Zardnaar
Legend
I'm all for keeping folks in their houses in their senior years - or to stop families from being removed at younger ages due to gentrification, or to stop ancestral land from being lost because of increasing value!
Unfortunately, I think, a lot of the plans I hear around here for doing that seem more like they're designed to help folks who just don't want to pay taxes but still want to reap all the profits when they sell. So, I wonder about doing something like giving people a choice on how they want the tax changes to be done - either (a) as usual (regular reappraisals with a % increase limit), or (b) deferred to something like the next time the house is sold to someone outside the family. So, if the senior wants the house to be sold when they die to give their kids a huge amount of money (either they or the kids selling), then they should pay the increased taxes on it as they go. If they don't care if it's passed on, then they don't ever have them increase, and maybe the house goes to the city to be sold to recoup those taxes when they pass away. That avoids the things where if you just have the older generation get a fixed tax rate forever, then the younger generations and those who had to move for some reason pay for all of the public services. (In a place where property taxes do that, anyway).
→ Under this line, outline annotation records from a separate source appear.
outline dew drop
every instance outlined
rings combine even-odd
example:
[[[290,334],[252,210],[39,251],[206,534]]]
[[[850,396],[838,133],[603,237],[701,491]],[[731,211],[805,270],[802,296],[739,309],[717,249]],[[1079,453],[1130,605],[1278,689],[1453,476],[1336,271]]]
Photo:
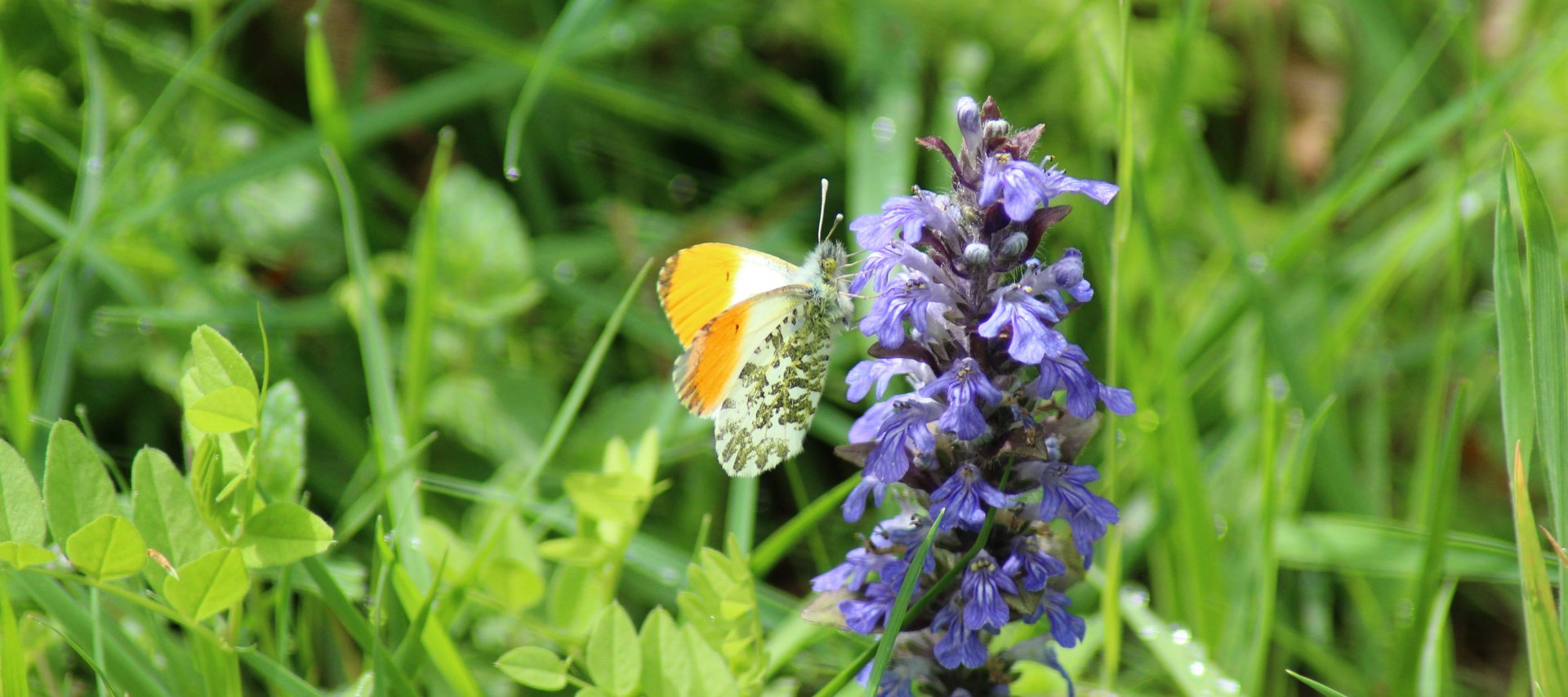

Are taxes calculated on the value of the property?
Contributing factor here is the local councils keep rates low and there's no capital gains tax.
If you bought in the 90's for 100-200k and sell now for 1.5-2 million it's tax free.
The rates paid to the local council do go up but successive councils have kept them as low as possible while racking up debt.
The government has put togather a 2.5 billion dollar bailout but is looking at merging things.
So you have large sections with old villas on them built pre 1940's within walking distance of the CBD now worth millions of dollars. Population has increased 60%bsince 1980 or so but they haven't really built any new infrastructure since then either at least in terms of what's needed.
Ney result some areas have century+ old pipes which break a lot. One council got overruled by central government and they sidelined them with appointed officials to run the city (at huge expense the city pays for).
Of course the various councils like gumming up the works for development, virtually no one votes in local body elections (10% turnout iirc).
I had a friend who's father was tied in with the local business roundtables. Essentially they picked the major basically by going "well boys who wants to run this time".
So basically deregulation in 80's combined with unsustainable population growth = big mess.
My younger D&D players basically said they're screwed and ones a medical student and doctors aren't exactly poor.
One person was asking for advice on where/how to buy with a 150k deposit. He needed 40% deposit and there's virtually no where you can buy at 350k.
Of course if you have a spare 3 million dollars (or 30) you can visit in December, get residency in January and gain access to healthcare by March.